The problem, in China as in the U.S., is that while there is no shortage these days of VR hardware, there is very much a shortage of content. That’s why, Hasan said, big Chinese companies like Baidu, Alibaba, Tencent, and others are putting money into early-stage VR companies developing content.
That content will be aimed both at individual consumers who own VR headsets and at the public VR stores and cafes where consumers can pay to play.
“I think that’s the direction things are going in,” Hasan said. “Hardware’s becoming saturated.”
And that’s very much the rationale for companies like Jaunt and Nokia bringing their professional-quality cameras to China—to give creators the tools they need to produce all that content.
“Everything that is related to both computer-generated content, or shoot-and-capture VR content, is growing tremendously,” Voltolina said. “And all the production companies are adapting different solutions. That’s why we want to be there with the Ozo, because it is really scaling rapidly.”
In the meantime, there appear to be several areas beyond entertainment of potential growth for virtual reality in China.
Among them, according to Bloomberg, are VR tours of real estate, presumably along the lines of what is currently offered in the U.S. by Matterport; and “planned enhanced product functions from e-commerce providers such as Alibaba.”
Hasan also pointed to education as a major growth area for VR in China.
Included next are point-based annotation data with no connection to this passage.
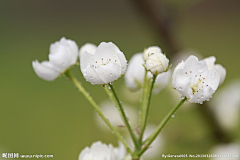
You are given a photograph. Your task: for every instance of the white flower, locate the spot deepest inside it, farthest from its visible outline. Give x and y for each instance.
(89, 47)
(156, 61)
(194, 80)
(161, 82)
(147, 52)
(211, 63)
(62, 55)
(226, 103)
(112, 114)
(134, 76)
(227, 150)
(155, 148)
(100, 151)
(106, 65)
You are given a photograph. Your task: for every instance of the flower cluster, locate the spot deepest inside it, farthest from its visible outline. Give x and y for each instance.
(148, 71)
(62, 55)
(197, 80)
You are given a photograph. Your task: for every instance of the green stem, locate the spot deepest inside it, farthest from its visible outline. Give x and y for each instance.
(160, 127)
(89, 98)
(110, 95)
(145, 107)
(125, 119)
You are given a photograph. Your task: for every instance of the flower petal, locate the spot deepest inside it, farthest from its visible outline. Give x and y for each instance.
(222, 72)
(107, 52)
(45, 70)
(91, 76)
(109, 72)
(162, 80)
(73, 47)
(182, 84)
(210, 61)
(89, 47)
(86, 60)
(63, 53)
(202, 95)
(135, 72)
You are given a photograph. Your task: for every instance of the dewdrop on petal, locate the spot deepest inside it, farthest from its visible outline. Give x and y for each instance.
(156, 61)
(194, 80)
(211, 63)
(62, 55)
(98, 151)
(89, 47)
(106, 65)
(147, 52)
(134, 77)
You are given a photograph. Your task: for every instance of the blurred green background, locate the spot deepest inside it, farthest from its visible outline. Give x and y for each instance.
(39, 117)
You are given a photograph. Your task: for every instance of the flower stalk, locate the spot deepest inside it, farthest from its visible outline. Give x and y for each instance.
(125, 119)
(145, 104)
(96, 107)
(151, 138)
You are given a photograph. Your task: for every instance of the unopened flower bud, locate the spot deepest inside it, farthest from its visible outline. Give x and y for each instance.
(157, 63)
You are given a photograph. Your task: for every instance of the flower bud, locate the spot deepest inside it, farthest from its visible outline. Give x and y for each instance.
(157, 63)
(149, 50)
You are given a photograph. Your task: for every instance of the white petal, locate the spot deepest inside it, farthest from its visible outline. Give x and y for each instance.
(182, 84)
(203, 95)
(161, 81)
(91, 76)
(63, 53)
(210, 62)
(135, 72)
(222, 72)
(193, 65)
(45, 70)
(163, 59)
(89, 47)
(109, 72)
(213, 79)
(110, 52)
(149, 50)
(73, 47)
(86, 60)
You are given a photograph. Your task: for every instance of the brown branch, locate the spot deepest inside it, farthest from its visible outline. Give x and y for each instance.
(163, 24)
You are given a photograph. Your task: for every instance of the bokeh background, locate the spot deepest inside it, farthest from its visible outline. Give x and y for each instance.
(39, 117)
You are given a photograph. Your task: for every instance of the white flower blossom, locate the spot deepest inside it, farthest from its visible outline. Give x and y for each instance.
(211, 63)
(101, 151)
(226, 103)
(89, 47)
(62, 55)
(195, 80)
(147, 52)
(106, 65)
(134, 76)
(156, 62)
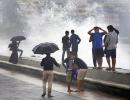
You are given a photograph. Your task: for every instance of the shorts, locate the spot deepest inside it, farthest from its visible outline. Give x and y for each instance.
(98, 52)
(81, 74)
(111, 53)
(69, 76)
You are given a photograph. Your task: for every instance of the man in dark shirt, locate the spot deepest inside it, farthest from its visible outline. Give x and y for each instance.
(66, 45)
(47, 64)
(74, 40)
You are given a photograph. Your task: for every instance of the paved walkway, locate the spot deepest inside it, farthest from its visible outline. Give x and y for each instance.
(12, 89)
(14, 86)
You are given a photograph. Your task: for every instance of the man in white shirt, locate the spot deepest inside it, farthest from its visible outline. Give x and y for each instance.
(111, 45)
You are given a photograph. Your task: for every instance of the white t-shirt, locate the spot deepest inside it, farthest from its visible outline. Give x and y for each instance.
(112, 40)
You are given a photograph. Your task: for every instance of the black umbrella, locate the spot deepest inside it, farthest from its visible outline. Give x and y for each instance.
(17, 38)
(80, 63)
(44, 48)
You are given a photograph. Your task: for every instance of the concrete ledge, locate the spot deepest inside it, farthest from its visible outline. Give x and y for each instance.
(111, 87)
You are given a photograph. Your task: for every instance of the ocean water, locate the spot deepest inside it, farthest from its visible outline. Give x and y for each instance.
(47, 20)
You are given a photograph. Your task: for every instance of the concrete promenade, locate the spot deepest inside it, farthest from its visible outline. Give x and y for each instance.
(16, 86)
(117, 83)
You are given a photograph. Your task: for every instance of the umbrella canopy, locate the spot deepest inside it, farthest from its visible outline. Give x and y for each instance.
(80, 63)
(44, 48)
(17, 38)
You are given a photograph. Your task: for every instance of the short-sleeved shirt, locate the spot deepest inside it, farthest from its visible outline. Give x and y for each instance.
(65, 41)
(97, 39)
(112, 40)
(74, 39)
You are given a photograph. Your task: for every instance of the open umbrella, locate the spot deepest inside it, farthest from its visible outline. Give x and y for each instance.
(44, 48)
(80, 63)
(17, 38)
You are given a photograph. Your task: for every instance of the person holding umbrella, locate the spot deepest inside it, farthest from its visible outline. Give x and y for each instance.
(14, 56)
(71, 72)
(47, 64)
(82, 70)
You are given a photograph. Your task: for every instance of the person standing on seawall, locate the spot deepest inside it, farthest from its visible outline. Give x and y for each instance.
(97, 45)
(74, 40)
(47, 64)
(111, 45)
(66, 45)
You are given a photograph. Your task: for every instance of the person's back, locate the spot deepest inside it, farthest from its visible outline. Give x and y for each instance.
(65, 41)
(97, 40)
(112, 40)
(74, 39)
(47, 64)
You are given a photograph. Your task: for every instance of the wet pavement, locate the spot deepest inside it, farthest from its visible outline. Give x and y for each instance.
(15, 86)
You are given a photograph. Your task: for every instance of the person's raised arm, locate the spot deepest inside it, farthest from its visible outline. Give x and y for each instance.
(79, 40)
(104, 32)
(116, 31)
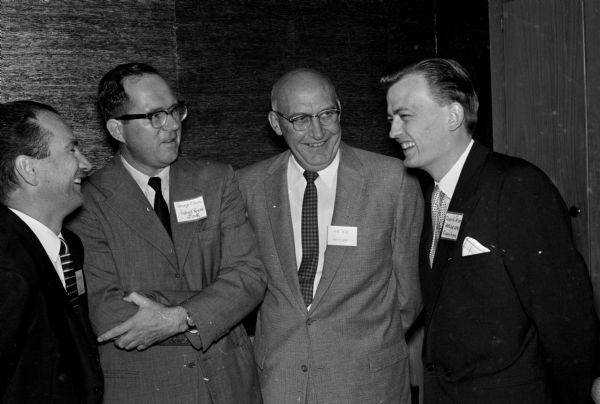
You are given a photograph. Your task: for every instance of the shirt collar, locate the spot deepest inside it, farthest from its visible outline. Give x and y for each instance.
(49, 240)
(142, 179)
(448, 183)
(327, 175)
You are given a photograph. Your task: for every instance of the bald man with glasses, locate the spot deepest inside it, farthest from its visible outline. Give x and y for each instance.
(171, 259)
(338, 229)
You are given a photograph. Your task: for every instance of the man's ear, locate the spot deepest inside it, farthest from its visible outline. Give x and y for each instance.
(115, 128)
(27, 170)
(456, 116)
(274, 121)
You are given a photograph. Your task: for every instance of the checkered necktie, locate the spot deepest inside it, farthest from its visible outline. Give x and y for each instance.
(160, 205)
(439, 207)
(69, 269)
(310, 238)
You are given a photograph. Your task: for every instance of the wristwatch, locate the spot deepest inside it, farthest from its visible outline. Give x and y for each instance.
(191, 325)
(189, 320)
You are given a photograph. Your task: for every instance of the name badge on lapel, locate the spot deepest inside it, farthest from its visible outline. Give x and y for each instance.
(190, 210)
(451, 226)
(342, 235)
(79, 282)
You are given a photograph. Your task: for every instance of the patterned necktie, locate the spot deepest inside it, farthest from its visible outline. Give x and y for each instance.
(310, 238)
(439, 207)
(69, 269)
(160, 205)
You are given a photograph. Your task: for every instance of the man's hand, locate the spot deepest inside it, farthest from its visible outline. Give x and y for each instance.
(152, 323)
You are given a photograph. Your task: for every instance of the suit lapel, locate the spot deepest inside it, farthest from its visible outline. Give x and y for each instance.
(129, 203)
(44, 267)
(348, 196)
(185, 184)
(465, 199)
(280, 218)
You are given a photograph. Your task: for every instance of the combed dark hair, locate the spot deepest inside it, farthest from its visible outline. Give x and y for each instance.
(112, 99)
(448, 82)
(20, 134)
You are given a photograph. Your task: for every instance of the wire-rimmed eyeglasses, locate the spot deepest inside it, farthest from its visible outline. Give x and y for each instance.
(159, 118)
(303, 121)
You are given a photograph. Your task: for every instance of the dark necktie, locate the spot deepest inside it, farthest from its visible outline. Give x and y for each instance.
(69, 272)
(160, 206)
(310, 238)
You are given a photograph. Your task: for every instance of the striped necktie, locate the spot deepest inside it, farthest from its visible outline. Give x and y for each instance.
(69, 269)
(439, 207)
(310, 238)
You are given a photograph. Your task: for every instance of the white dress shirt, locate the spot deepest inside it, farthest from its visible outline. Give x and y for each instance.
(49, 240)
(448, 182)
(326, 185)
(142, 180)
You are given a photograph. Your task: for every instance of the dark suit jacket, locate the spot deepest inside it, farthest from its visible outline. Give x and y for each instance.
(515, 325)
(48, 352)
(210, 266)
(350, 347)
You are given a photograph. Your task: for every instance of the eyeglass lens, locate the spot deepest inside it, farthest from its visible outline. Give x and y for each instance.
(159, 118)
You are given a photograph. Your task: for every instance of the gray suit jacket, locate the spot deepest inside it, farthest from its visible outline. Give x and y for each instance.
(211, 267)
(350, 346)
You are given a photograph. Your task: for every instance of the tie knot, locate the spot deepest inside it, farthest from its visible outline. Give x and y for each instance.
(155, 184)
(64, 249)
(310, 176)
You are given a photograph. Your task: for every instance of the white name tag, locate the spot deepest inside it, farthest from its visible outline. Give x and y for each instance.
(80, 284)
(190, 210)
(451, 226)
(342, 235)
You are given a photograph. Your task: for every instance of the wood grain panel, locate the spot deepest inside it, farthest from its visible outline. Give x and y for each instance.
(592, 81)
(232, 53)
(56, 52)
(545, 96)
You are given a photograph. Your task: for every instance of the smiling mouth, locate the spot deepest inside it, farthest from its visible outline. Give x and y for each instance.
(407, 145)
(318, 144)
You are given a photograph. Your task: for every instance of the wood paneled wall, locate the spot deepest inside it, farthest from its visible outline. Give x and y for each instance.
(223, 57)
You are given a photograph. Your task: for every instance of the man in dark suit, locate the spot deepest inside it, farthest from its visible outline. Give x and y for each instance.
(509, 314)
(182, 252)
(332, 326)
(48, 352)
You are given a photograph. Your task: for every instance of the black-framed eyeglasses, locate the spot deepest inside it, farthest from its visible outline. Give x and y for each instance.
(159, 118)
(303, 121)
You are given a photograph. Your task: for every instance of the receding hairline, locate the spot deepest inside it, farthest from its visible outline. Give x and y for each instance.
(293, 74)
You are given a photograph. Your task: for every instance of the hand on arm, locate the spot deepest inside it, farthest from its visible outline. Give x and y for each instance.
(152, 323)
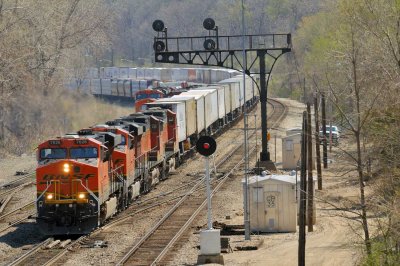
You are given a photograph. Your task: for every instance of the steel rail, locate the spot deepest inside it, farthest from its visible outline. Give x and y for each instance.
(30, 252)
(190, 220)
(168, 214)
(200, 208)
(194, 215)
(17, 209)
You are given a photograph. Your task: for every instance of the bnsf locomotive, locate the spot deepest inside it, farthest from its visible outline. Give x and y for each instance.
(86, 177)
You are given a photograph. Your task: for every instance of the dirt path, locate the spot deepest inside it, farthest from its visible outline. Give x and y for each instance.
(331, 243)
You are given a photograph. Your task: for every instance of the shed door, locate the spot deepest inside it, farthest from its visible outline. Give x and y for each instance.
(271, 210)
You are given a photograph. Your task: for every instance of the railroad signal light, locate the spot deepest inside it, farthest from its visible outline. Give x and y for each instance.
(158, 25)
(209, 24)
(209, 44)
(206, 145)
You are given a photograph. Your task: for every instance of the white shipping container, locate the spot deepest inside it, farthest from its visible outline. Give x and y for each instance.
(179, 109)
(132, 73)
(234, 92)
(105, 86)
(227, 101)
(124, 72)
(115, 72)
(107, 72)
(166, 74)
(210, 104)
(199, 108)
(143, 84)
(191, 112)
(221, 100)
(149, 73)
(95, 86)
(157, 73)
(139, 73)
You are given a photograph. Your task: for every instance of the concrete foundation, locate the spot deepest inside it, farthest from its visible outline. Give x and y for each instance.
(267, 165)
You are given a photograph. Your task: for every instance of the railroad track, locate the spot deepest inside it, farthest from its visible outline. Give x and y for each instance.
(155, 245)
(186, 206)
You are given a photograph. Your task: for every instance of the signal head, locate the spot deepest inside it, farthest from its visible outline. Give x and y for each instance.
(206, 145)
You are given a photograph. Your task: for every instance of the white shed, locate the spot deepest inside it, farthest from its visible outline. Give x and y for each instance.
(291, 151)
(272, 201)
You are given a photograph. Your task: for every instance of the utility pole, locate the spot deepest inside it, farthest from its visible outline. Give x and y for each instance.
(213, 49)
(310, 180)
(302, 207)
(317, 142)
(325, 148)
(246, 153)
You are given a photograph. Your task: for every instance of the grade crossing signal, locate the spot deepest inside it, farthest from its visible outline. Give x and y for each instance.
(206, 145)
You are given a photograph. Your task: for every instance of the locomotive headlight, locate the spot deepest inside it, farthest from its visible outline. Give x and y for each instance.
(49, 196)
(66, 168)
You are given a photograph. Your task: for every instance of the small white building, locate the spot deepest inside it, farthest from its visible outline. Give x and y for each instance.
(272, 201)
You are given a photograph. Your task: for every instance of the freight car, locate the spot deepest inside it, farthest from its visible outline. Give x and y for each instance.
(86, 177)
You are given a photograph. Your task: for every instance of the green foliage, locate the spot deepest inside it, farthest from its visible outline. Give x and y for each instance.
(381, 255)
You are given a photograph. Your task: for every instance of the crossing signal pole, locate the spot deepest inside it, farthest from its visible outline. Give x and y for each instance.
(225, 51)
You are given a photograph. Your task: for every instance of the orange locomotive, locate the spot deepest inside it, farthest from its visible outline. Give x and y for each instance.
(85, 178)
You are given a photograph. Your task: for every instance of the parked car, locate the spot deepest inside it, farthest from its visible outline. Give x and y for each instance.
(335, 134)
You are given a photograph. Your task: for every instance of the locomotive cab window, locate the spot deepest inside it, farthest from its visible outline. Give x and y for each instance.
(57, 153)
(123, 141)
(87, 152)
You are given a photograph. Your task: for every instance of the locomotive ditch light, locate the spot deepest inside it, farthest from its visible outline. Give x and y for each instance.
(66, 168)
(50, 196)
(209, 44)
(158, 25)
(159, 46)
(206, 145)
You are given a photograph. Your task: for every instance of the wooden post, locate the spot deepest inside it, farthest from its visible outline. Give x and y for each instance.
(302, 209)
(325, 147)
(310, 179)
(317, 142)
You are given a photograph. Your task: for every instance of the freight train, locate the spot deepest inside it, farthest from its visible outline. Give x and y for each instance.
(86, 177)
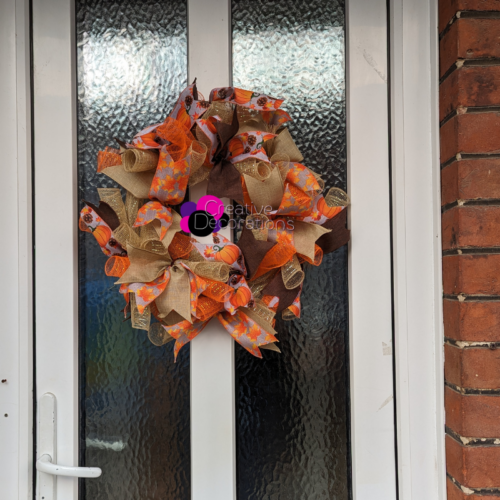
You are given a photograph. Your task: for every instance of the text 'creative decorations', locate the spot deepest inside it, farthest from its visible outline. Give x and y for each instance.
(238, 142)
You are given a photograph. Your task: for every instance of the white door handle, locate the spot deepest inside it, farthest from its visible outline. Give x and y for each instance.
(44, 464)
(47, 452)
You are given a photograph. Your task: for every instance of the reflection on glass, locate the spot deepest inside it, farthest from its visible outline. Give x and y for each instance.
(134, 401)
(292, 408)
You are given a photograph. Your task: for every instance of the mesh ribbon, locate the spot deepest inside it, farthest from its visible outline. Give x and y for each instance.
(108, 158)
(116, 266)
(139, 160)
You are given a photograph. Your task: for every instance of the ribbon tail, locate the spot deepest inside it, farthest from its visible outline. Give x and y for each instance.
(246, 332)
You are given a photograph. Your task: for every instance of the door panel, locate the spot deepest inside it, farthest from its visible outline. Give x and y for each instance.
(292, 409)
(134, 401)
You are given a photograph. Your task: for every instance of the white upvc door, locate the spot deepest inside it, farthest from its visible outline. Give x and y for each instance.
(213, 454)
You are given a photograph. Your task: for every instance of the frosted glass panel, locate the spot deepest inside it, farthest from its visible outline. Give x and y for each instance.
(134, 401)
(292, 408)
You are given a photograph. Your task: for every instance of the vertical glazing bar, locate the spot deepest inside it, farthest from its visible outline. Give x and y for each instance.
(56, 221)
(212, 353)
(372, 383)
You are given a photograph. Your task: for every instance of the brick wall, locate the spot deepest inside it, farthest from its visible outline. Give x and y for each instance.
(470, 156)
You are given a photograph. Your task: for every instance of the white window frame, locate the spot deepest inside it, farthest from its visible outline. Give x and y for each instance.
(416, 243)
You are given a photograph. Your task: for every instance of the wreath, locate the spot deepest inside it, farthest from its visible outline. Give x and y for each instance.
(237, 141)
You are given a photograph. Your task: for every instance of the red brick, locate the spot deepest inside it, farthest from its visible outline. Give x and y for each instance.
(471, 226)
(455, 493)
(470, 133)
(469, 38)
(448, 8)
(474, 467)
(476, 368)
(470, 86)
(472, 321)
(472, 415)
(470, 180)
(471, 274)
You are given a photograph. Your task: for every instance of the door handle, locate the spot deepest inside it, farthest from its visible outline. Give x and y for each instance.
(47, 452)
(44, 464)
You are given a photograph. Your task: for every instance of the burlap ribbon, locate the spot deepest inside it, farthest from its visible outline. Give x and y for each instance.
(237, 142)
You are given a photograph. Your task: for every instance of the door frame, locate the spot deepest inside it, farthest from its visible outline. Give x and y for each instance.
(416, 243)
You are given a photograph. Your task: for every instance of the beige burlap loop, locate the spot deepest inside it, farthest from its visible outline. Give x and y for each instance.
(195, 256)
(336, 197)
(271, 347)
(246, 115)
(199, 176)
(145, 266)
(319, 180)
(217, 271)
(113, 197)
(283, 144)
(139, 160)
(249, 121)
(139, 321)
(292, 273)
(261, 282)
(148, 231)
(259, 170)
(261, 309)
(305, 236)
(138, 183)
(287, 315)
(174, 228)
(132, 205)
(282, 162)
(172, 319)
(153, 246)
(222, 109)
(266, 195)
(258, 224)
(259, 316)
(196, 155)
(158, 335)
(177, 295)
(124, 234)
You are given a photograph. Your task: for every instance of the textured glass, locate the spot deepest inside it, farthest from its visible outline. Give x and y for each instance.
(134, 401)
(292, 408)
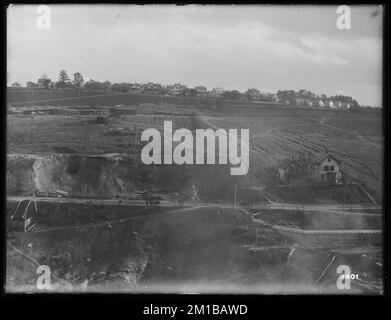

She said she thinks the Chinese government may begin requiring schools to use VR headsets as a teaching tool. “If the government gets behind it,” she said, “it’ll be in every school in the country. The rate of adoption is just going to be insane.”
She also said she thinks if anyone can figure out how to integrate VR with WeChat, which has 800 million active users in China, that will be yet another major growth opportunity for the technology.
For his part, Nokia’s Voltolina thinks people should expect to see VR content being created in China not just for that market, but for the rest of the world. He said Nokia, for example, had tested the Ozo on a project about the life of pandas, one of China’s most recognizable symbols.
“That’s the kind of content, of course, that if you can afford to visit China, you want to go and see in person,” Voltolina said. But for everyone else, VR is “how you go to China without flying there.”